Business Knowledge Series course
Presented by Bart Baesens, Ph.D. Professor at KU Leuven (Belgium), and lecturer at the University of Southampton (UK); or Christophe Mues, Ph.D., Professor at the School of Management of the University of Southampton (UK); or Cristian Bravo, Ph.D., Associate Professor, Business Analytics, University of Southampton (UK); or Wouter Verbeke, Ph.D., Assistant Professor, Business Informatics, University of Brussels (Belgium); or Stefan Lessmann, Ph.D., Professor, School of Business and Economics, Humboldt University (Germany)
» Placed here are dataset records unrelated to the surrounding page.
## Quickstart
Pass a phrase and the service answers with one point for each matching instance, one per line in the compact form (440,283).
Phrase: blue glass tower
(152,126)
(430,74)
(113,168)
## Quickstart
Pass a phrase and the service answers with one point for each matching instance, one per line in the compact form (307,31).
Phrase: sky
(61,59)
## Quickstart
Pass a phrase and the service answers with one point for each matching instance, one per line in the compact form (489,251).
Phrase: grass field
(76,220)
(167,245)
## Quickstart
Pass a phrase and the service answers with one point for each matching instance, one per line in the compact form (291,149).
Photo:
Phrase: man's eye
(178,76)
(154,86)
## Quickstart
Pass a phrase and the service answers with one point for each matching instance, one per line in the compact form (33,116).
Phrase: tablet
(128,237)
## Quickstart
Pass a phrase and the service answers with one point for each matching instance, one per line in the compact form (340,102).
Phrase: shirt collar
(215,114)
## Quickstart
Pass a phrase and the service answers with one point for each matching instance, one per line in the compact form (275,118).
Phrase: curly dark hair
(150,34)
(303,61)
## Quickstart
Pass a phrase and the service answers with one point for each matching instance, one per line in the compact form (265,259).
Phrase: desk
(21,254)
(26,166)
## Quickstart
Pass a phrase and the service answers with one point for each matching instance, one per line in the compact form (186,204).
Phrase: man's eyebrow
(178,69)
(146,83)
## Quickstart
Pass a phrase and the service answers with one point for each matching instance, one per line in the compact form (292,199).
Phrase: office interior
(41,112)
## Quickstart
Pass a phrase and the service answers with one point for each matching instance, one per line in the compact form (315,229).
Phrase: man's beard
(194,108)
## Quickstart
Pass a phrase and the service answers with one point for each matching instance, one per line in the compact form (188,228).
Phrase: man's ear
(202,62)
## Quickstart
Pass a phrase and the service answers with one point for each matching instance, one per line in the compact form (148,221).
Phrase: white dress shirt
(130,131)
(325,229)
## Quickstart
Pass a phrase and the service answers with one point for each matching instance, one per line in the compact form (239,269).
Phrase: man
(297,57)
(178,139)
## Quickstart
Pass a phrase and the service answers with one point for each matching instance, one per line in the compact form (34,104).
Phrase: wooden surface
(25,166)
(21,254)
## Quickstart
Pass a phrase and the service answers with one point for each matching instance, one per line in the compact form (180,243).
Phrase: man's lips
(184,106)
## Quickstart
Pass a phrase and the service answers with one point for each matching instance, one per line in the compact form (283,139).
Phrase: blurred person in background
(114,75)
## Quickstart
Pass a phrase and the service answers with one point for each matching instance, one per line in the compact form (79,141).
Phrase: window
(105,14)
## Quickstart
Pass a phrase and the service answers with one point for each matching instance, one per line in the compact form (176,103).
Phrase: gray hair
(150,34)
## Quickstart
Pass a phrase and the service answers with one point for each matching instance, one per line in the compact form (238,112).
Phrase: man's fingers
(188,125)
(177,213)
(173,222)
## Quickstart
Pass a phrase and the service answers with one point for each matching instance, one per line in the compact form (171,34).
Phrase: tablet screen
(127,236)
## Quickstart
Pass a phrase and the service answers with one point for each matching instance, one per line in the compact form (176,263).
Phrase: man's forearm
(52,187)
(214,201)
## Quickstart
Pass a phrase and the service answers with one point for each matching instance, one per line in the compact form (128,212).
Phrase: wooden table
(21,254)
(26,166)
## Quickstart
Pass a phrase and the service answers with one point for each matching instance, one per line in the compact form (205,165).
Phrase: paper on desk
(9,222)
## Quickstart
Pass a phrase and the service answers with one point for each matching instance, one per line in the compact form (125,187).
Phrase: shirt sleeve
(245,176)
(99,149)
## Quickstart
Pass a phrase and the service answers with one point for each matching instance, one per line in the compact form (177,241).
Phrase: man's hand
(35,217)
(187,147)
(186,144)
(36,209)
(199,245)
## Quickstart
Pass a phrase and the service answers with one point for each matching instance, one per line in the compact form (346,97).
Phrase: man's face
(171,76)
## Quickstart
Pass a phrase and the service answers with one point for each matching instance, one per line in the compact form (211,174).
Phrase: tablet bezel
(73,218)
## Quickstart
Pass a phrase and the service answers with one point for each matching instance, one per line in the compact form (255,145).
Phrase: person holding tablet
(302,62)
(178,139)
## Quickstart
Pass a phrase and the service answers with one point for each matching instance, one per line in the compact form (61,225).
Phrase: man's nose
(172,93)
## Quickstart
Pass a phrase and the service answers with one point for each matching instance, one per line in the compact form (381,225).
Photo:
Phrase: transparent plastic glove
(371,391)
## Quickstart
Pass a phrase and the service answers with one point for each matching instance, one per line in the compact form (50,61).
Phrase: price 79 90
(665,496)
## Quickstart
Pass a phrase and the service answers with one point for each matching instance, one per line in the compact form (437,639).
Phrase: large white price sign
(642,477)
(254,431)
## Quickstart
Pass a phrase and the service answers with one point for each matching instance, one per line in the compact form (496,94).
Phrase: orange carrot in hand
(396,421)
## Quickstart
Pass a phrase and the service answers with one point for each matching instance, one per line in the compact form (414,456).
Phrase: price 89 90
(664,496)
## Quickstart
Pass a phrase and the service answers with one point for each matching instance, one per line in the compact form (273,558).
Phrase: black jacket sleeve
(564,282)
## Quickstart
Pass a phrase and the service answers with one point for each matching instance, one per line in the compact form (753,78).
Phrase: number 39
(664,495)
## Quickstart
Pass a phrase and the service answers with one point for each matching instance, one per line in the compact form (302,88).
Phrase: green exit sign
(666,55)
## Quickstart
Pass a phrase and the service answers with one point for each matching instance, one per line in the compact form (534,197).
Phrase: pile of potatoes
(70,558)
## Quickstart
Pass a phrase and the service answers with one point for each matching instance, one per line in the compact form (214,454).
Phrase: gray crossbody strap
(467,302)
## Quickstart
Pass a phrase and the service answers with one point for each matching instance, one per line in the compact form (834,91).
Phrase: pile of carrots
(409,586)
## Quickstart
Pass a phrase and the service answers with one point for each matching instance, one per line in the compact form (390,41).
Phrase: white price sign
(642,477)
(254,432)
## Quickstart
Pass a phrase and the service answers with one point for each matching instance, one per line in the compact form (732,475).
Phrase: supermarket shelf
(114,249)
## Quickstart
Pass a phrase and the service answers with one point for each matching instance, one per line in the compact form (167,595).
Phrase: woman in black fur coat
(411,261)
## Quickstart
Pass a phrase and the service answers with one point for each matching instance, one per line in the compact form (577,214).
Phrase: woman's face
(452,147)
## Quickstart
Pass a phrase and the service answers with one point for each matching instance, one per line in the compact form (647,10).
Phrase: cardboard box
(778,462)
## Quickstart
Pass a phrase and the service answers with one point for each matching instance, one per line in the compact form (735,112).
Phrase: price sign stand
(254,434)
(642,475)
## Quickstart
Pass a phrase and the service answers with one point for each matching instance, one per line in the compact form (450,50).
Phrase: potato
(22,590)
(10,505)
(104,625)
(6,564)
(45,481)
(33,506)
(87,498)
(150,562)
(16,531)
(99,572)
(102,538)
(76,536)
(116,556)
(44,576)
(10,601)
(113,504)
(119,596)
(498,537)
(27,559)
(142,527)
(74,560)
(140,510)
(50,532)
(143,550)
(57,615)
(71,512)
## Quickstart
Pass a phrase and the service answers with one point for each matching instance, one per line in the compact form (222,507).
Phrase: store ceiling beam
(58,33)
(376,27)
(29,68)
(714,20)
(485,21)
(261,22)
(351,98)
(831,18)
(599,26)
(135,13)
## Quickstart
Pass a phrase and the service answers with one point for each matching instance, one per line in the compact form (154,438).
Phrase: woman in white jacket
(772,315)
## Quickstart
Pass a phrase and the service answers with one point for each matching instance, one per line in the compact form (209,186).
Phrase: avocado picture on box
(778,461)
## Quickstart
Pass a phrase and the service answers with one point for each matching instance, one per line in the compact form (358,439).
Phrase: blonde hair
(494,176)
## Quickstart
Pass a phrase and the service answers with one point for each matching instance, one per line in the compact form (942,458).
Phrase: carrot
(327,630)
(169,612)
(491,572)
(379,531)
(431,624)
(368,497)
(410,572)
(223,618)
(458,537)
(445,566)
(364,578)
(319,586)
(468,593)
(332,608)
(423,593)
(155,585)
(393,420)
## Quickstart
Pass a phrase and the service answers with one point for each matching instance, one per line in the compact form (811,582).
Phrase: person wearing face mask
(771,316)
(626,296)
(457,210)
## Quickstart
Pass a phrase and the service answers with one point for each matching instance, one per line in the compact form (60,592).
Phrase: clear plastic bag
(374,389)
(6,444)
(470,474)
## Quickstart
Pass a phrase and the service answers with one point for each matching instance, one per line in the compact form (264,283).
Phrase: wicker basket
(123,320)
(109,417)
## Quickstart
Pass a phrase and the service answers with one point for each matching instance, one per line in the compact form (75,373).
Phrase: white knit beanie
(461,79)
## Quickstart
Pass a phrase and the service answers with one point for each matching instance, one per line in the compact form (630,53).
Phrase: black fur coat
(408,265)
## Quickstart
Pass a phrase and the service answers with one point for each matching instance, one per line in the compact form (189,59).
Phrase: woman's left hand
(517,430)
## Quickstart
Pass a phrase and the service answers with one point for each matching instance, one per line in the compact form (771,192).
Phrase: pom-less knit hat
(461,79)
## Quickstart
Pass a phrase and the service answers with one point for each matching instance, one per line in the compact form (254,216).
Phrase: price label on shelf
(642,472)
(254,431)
A typical organization loses an estimated 5 of its yearly revenue to fraud. This course shows how learning fraud patterns from historical data can be used to fight fraud. The course discusses the use of supervised learning (using a labeled data set), unsupervised learning (using an unlabeled data set), and social network learning (using a networked data set). The techniques can be applied across a wide variety of fraud applications, such as insurance fraud, credit card fraud, anti-money laundering, healthcare fraud, telecommunications fraud, click fraud, tax evasion, and counterfeiting. The course provides a mix of both theoretical and technical insights, as well as practical implementation details. During the course, the instructor reports extensively on his recent research insights about the topic. Various real-life case studies and examples are presented for further clarification.
Learn how to
- Preprocess data for fraud detection (sampling, missing values, outliers, categorization, and so on).
- Build fraud detection models using supervised analytics (logistic regression, decision trees, neural networks, ensemble models, and so on).
- Build fraud detection models using unsupervised analytics (hierarchical clustering, non-hierarchical clustering, k-means, self organizing maps, and so on).
- Build fraud detection models using social network analytics (homophily, featurization, egonets, PageRank, bigraphs, and so on).
Who should attend
Fraud analysts, data miners, and data scientists; consultants working in fraud detection; validators auditing fraud models; and researchers in financial services companies, banks, insurance companies, government institutions, health-care institutions, and consulting firms
Before attending this course, you should have a basic knowledge of statistics, including descriptive statistics, confidence intervals, and hypothesis testing.
This course addresses SAS Enterprise Miner software.
Base SAS and SAS Social Network Analytics are also used in this course.